AFRICANGLOBE – Italian prosecutors investigating Oil firm Eni SpA over the purchase of a Nigerian oil field three years ago allege that at least $533 million was paid to Nigerian officials and intermediaries who helped secure the sale, a Reuters report quoting official documents and a person close to the investigation, said.
According to the report, prosecutors have placed the Italian oil company, its former chief executive Paolo Scaroni and current CEO Claudio Descalzi under investigation for alleged international corruption over the deal for the OPL 245 offshore oil field concession.
Reuters also say it has seen a letter by Italian Prosecutors calling on the UK’s Crown Prosecution Service (CPS) to assist in freezing suspect assets but Eni and both managers, neither of whom have been charged, have denied any wrongdoing.

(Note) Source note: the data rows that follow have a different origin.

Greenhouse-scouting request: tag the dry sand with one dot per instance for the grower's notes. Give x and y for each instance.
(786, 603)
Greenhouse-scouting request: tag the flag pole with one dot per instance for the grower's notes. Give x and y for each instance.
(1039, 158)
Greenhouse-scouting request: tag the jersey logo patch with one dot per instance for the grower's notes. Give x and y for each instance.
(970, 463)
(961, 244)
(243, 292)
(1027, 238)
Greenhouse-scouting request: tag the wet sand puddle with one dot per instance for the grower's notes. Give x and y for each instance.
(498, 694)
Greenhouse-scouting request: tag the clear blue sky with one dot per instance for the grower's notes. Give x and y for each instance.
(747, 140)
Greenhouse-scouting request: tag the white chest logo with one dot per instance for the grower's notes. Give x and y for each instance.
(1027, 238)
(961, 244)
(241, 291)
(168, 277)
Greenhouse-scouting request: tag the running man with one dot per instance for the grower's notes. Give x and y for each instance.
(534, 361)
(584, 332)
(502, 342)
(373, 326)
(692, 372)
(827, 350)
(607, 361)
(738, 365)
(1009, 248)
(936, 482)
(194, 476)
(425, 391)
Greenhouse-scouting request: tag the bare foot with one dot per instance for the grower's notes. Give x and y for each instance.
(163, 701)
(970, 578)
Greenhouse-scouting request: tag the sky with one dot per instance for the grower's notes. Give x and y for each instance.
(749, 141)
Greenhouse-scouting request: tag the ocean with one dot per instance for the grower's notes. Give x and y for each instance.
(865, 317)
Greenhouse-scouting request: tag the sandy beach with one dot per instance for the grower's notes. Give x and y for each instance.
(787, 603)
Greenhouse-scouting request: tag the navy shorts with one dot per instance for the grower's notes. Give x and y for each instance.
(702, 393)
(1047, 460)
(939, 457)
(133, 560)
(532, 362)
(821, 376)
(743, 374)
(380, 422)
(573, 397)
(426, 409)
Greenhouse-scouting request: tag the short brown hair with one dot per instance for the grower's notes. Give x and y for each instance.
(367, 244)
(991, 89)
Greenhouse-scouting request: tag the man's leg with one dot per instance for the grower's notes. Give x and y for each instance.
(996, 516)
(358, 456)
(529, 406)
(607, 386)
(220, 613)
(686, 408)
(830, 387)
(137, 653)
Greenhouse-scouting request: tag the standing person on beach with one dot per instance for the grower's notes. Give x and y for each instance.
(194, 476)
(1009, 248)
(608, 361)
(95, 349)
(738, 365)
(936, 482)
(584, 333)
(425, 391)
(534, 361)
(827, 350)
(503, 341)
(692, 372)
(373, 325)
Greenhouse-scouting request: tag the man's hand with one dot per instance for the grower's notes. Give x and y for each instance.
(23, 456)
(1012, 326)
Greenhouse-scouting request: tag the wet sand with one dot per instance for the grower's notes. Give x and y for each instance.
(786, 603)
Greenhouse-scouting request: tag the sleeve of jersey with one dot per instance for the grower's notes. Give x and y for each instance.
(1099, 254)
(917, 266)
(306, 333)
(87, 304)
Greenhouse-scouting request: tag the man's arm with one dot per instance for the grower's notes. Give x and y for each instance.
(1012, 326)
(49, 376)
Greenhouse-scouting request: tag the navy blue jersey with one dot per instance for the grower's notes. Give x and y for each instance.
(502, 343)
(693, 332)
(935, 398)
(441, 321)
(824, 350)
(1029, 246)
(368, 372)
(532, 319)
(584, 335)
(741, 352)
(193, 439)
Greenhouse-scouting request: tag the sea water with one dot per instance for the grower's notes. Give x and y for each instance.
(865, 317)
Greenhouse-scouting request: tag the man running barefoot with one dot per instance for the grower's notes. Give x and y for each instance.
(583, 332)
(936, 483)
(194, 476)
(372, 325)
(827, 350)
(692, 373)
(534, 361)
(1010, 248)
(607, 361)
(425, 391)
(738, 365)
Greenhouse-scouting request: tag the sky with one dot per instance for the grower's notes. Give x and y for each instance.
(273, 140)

“In the letter, the Italian prosecutors alleged that Scaroni and Descalzi oversaw the payments to parties who helped secure the sale. In a second letter they alleged that some of the ultimate recipients of alleged bribes used the money to buy aircraft and armoured cars” the report said.
The London’s Southwark Crown Court had last month granted an order requested by the Italian Prosecutors to seize $85 million in assets belonging to Malabu Oil and Gas which the prosecutors say was involved in the sale.

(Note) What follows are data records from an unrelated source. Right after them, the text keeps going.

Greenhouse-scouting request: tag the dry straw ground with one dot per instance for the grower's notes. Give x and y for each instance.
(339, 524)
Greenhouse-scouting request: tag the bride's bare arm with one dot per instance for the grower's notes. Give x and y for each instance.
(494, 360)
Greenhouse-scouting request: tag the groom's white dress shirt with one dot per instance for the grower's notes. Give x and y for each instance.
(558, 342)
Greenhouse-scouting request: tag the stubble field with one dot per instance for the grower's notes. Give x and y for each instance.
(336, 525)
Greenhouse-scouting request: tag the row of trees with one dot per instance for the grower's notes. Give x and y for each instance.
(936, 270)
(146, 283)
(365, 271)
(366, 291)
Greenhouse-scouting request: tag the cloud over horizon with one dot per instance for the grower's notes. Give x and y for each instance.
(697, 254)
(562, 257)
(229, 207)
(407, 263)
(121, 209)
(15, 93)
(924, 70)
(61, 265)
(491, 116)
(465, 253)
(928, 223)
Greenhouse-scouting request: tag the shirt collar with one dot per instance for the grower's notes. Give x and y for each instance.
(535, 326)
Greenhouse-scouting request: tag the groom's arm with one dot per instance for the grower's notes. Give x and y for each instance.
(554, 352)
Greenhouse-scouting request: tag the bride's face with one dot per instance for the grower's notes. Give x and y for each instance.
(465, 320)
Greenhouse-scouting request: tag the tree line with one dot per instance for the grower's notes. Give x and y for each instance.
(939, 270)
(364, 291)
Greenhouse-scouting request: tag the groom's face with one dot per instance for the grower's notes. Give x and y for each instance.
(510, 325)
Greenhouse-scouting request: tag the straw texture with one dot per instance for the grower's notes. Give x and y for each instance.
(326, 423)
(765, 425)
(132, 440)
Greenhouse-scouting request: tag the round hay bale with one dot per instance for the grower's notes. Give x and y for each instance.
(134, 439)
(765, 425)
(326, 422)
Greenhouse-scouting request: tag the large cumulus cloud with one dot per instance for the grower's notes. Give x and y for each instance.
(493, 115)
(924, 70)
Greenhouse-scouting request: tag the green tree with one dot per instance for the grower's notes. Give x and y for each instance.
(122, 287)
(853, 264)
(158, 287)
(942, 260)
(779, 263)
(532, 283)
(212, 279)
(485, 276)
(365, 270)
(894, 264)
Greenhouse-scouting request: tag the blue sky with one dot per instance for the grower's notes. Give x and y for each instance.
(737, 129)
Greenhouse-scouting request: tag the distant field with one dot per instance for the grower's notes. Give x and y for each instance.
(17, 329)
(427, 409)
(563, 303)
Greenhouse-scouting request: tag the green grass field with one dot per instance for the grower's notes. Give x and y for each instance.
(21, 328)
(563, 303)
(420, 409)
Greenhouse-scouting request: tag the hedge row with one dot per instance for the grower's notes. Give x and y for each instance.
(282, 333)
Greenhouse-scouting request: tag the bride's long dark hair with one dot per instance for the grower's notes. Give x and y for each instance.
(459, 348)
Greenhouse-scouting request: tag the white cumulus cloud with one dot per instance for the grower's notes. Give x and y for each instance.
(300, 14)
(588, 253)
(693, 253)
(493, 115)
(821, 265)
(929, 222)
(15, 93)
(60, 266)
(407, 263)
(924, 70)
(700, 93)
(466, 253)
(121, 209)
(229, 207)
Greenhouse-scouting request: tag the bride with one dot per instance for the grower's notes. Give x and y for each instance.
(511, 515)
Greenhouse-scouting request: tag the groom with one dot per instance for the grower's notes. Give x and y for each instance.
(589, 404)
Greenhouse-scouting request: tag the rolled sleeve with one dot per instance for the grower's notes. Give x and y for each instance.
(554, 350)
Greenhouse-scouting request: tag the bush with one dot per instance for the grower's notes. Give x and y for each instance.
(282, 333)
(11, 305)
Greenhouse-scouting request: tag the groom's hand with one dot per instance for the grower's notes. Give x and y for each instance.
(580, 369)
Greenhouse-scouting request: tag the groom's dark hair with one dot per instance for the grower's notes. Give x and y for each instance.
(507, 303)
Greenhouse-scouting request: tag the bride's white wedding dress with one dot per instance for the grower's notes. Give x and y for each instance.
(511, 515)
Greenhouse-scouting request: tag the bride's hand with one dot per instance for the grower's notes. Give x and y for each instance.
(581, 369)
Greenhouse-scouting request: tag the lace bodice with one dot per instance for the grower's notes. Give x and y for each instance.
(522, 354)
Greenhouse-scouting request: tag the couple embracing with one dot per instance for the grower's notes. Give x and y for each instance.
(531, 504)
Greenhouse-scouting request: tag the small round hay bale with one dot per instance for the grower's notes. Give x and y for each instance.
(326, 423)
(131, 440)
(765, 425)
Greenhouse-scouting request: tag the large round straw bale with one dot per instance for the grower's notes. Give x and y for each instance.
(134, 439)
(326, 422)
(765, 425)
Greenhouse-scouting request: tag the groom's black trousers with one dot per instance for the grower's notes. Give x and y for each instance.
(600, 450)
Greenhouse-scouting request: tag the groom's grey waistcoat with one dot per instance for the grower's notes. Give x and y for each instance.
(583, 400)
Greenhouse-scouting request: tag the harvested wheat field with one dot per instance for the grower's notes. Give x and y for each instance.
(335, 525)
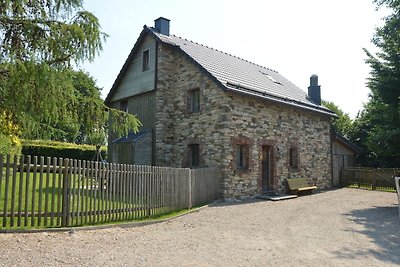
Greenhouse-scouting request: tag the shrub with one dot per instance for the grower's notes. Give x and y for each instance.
(10, 145)
(60, 150)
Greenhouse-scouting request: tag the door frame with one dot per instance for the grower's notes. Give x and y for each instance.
(272, 170)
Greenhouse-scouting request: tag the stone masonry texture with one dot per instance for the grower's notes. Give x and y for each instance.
(225, 117)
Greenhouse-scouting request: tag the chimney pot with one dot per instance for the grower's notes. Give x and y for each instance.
(314, 90)
(162, 25)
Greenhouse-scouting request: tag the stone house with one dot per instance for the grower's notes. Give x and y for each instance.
(202, 107)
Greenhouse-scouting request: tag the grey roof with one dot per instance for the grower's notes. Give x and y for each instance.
(231, 73)
(242, 76)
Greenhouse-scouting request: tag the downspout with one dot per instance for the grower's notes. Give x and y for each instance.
(153, 130)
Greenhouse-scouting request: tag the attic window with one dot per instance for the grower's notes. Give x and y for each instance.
(270, 77)
(146, 60)
(123, 106)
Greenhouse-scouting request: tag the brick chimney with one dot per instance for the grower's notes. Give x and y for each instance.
(314, 90)
(162, 25)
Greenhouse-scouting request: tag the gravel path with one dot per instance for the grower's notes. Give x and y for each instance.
(345, 227)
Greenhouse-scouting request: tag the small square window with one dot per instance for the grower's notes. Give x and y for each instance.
(194, 155)
(124, 105)
(146, 60)
(293, 158)
(194, 100)
(242, 157)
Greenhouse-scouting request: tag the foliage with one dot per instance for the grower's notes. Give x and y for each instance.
(60, 149)
(40, 41)
(343, 123)
(9, 141)
(377, 128)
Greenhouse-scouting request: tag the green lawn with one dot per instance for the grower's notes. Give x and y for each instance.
(37, 201)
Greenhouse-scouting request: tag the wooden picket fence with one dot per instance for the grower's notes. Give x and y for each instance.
(55, 192)
(369, 178)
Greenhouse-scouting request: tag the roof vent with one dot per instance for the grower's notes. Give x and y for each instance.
(162, 25)
(314, 90)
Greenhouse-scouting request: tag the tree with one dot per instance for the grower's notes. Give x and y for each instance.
(379, 124)
(343, 123)
(40, 42)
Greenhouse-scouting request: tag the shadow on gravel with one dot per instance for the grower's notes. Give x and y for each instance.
(382, 226)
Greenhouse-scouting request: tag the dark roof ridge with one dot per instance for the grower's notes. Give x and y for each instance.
(209, 47)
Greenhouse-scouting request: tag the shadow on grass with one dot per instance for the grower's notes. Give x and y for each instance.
(382, 226)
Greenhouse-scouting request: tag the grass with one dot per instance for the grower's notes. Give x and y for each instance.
(25, 201)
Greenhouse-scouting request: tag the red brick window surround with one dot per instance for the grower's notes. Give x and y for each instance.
(293, 158)
(194, 155)
(241, 154)
(145, 60)
(194, 100)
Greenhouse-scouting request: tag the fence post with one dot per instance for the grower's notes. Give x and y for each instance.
(65, 202)
(190, 189)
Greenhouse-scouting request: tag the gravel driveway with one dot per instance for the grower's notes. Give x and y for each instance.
(345, 227)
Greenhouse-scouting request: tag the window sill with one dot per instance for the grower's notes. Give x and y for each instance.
(242, 171)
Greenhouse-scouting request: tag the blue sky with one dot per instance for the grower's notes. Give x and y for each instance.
(295, 38)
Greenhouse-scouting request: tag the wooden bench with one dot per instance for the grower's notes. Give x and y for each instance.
(299, 185)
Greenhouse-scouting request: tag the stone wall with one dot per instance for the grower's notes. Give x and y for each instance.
(225, 117)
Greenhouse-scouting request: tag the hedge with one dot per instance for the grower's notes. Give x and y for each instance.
(60, 150)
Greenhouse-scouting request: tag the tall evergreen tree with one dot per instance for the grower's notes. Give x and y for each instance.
(380, 121)
(343, 123)
(40, 41)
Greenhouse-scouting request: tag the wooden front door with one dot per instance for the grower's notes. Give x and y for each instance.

Malabu Oil & Gas first purchased the OPL 245 block licence for a publicly-stated $20 million in 1998 during the rule of Nigeria’s military Head of State, Late Sani Abacha. The deal was however annulled by the civilian government of Olusegun Obasanjo that followed, before being reinstated in 2006 through a long drawn out legal battle.

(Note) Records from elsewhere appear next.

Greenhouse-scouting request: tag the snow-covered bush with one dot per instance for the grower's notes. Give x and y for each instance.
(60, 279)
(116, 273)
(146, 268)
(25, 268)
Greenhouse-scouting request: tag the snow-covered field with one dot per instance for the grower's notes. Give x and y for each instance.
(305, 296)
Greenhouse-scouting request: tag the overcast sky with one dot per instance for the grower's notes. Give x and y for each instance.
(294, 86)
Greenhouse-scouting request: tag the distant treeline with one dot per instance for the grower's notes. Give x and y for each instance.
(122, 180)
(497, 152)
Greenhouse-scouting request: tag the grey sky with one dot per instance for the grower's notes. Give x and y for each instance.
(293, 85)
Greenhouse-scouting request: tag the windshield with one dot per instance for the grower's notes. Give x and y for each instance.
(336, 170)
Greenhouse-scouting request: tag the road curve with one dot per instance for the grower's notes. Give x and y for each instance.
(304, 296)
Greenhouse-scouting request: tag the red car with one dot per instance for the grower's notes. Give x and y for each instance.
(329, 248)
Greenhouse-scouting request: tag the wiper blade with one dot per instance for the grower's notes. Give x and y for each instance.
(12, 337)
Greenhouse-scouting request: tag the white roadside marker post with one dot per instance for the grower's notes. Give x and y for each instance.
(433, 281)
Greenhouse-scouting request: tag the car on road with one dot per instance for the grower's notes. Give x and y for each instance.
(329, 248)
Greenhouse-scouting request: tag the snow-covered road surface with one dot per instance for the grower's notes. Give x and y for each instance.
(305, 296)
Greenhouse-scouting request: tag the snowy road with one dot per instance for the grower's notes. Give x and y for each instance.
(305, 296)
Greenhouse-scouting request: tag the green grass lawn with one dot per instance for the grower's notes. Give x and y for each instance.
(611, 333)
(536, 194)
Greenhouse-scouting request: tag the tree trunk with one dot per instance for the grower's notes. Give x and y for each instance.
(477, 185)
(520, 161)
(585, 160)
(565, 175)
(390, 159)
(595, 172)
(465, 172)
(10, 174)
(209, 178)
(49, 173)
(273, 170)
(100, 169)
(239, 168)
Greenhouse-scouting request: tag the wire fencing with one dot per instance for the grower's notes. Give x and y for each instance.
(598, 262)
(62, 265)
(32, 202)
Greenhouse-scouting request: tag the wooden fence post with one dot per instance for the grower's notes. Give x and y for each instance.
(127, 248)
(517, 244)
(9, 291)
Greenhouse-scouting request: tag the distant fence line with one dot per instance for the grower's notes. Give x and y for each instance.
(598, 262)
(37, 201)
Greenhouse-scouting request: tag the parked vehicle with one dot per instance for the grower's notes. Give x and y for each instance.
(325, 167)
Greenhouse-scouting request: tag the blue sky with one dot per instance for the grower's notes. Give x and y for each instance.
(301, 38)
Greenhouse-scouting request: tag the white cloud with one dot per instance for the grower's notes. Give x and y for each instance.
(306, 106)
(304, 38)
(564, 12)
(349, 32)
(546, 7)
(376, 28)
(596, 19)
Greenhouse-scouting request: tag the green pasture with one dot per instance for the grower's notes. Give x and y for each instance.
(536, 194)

Eni and Royal Dutch Shell, which is not under investigation, bought the rights to the OPL 245 offshore oil licence block from the Nigerian government in 2011. Oil production is expected to start in 2016 and is estimated to have up to 9.23 billion barrels of crude, approximately 24.8 percent of Nigeria’s total proven crude oil reserves.
An aide to Renzi told Reuters the case involving Eni, which is Italy’s biggest company by market capitalisation and the state’s biggest asset, was “not a big cause for concern at the moment.”